Bir çok yazar, edebiyatçı, ressam, belki de bir falcı zaman zaman çiçeklerle insanlar arasında bağ kurmuşlardır. “gül” soyut olarak sevgiliye benzetilmiş, “bülbül” sevgili için feryat ettirilmiş, halk ozanlarının dilinden düşmemiştir. Karacaoğlan, Torosların bin bir renkli çiçeklerini şiirlerinde kilim gibi dokumuş, halı gibi işlemiştir. Aşık Veysel tüm çiçeklere methiyeler dizmiştir. Aslı için yanıp tutuşan Kerem; Çiçekler içinde menekşe baştır/ Güzeli gösteren göz ile kaştır. Dizeleriyle sevgilisi ile menekşe arasındaki güzellik, zariflik bağını kurmuştur.
Menekşe deyipte geçmemek gerekir. Onun hercaisi, mor menekşesi, kır menekşe gibi türleri vardır.
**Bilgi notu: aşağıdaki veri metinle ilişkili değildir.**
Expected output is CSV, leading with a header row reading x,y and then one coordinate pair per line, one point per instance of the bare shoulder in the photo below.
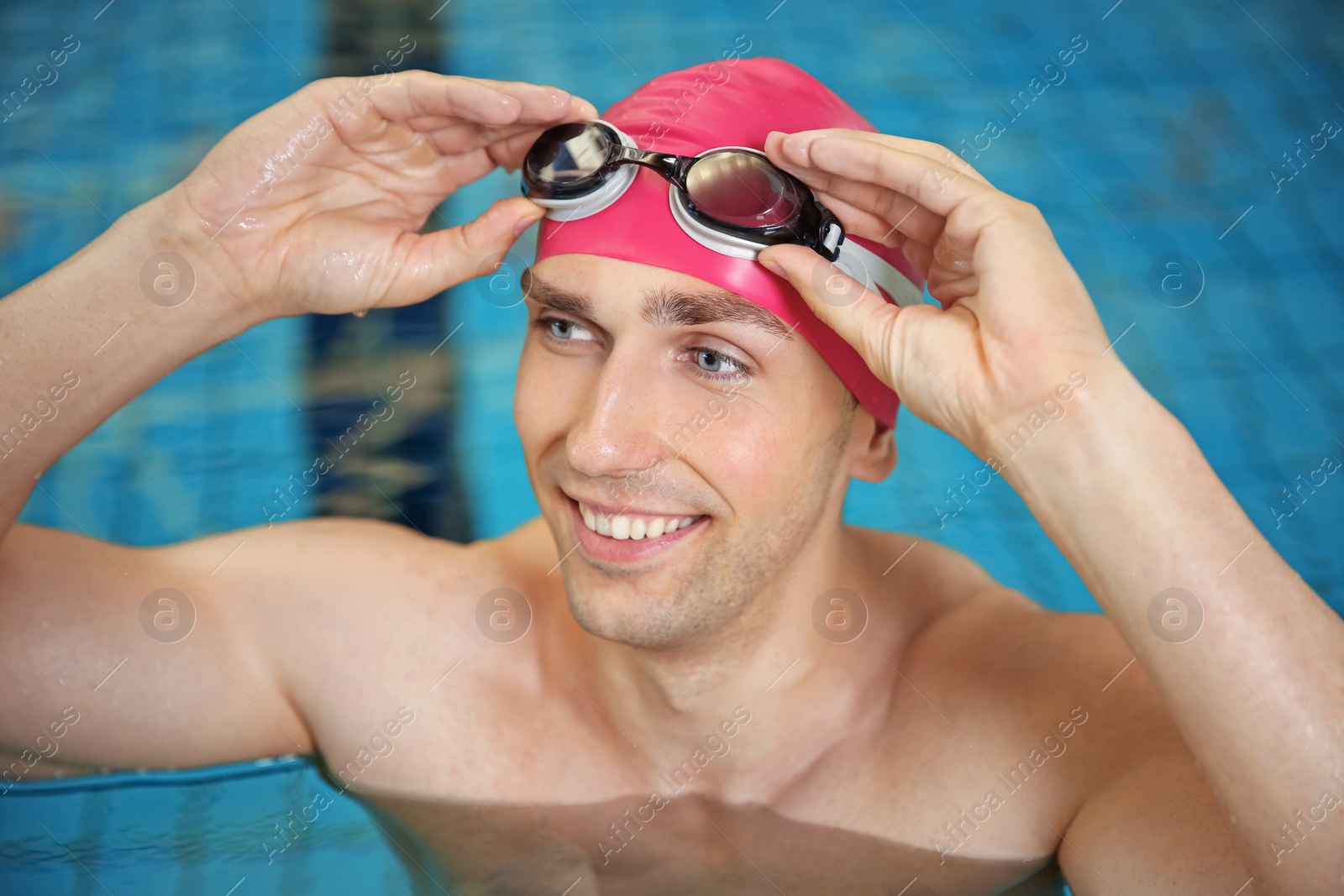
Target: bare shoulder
x,y
1059,700
340,595
1018,671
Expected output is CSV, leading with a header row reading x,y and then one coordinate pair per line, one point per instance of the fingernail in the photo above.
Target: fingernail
x,y
773,266
796,148
528,222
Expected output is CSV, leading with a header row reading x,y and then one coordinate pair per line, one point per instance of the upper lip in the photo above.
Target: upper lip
x,y
612,510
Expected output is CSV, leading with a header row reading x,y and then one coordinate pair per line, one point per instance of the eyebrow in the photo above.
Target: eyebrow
x,y
664,307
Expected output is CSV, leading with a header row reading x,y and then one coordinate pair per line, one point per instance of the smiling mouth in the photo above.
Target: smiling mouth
x,y
633,527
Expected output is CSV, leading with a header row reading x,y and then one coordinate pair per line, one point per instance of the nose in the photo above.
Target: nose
x,y
616,436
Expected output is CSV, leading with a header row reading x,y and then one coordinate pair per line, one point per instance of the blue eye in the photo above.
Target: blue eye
x,y
562,329
717,365
709,363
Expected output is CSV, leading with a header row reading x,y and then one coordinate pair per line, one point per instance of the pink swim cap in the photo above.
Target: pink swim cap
x,y
723,103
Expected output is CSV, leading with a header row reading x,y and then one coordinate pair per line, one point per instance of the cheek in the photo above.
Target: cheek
x,y
542,398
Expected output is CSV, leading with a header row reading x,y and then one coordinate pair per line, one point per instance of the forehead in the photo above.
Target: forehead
x,y
582,285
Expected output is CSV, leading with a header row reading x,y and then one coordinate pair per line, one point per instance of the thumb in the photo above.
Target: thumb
x,y
862,317
448,257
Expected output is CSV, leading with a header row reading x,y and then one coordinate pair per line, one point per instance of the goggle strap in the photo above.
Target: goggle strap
x,y
873,271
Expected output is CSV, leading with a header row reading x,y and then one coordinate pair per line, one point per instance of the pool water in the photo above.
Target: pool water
x,y
1166,136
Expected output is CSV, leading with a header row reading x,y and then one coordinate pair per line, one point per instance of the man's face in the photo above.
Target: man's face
x,y
651,394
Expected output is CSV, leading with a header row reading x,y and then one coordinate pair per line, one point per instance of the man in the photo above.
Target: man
x,y
558,711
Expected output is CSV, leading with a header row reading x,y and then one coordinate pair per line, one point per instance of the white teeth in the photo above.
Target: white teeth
x,y
632,527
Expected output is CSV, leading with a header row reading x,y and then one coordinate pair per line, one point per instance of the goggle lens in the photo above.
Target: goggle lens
x,y
743,190
569,155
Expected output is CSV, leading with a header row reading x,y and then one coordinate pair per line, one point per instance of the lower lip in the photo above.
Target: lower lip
x,y
601,547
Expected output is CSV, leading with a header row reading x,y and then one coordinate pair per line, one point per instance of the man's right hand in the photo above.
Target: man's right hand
x,y
315,203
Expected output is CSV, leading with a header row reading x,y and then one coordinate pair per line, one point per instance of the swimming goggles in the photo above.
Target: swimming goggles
x,y
729,199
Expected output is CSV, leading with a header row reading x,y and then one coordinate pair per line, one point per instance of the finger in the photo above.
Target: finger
x,y
925,148
862,317
897,210
539,101
448,257
407,96
927,181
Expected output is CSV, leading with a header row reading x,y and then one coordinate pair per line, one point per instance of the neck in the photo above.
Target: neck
x,y
772,661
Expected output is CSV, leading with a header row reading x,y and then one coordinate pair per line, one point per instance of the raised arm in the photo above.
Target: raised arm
x,y
1117,483
312,204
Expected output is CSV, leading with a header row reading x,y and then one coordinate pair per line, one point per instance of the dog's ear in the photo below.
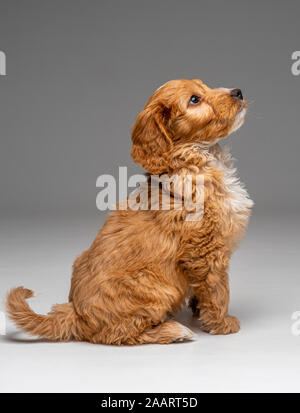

Hercai dilimizde, sözünde durmayan, dönek anlamı taşısada onlar şehir burjuvazisi gibi renk renk, türlü türlüdür. Mor menekşe, toplumdaki saygın, ince ruhlu insanlar gibidirler.
Bunların içinde kır menekşesi, bence menekşelerin içinde henüz bozulmamış olanıdır. Onları kırsal bölge insanına benzetirim. Onların; açlığa, yokluğa, soğuğa, sıcağa dayanıklılığı gibi kır menekşeside; dağ, bayır, kıraç, orman demez orada doğup büyür. Mor çiçekleri çevreyi sarar, kokusu büyüler. Ne bakım ister, ne de özen… Köylülerimiz gibi sade ve cömert yüreklidirler. Dikkatlıca bakıldığında güzelliği gittikçe artar. Bulunduğu yerde bir karışa varmayan boyu ile yeşil çimenler gibi serilir, ortalarından incecik bir sapa bağlı kuş gözü gibi mor çiçekleri halı görüntüsü verir. O görüntü ki, köy çocuklarının gözlerindeki işlenmemiş zeka gibidir.
Köy yerlerinde görmüşümdür. Baharla birlikte mezara yakınları bir demet kır menekşesi bırakır. Bu küçük demetçik, bütün öbür çiçeklerden yapılmış kocaman bir buket çelenkten daha anlamlı ve değerlidir. Çünkü gönlünün acısının ve özleminin temsili olarak görür. Farklı dünyalarda bulunanlar gönülden gönüle bir yol açmış olurlar bir tutam kır menekşesiyle.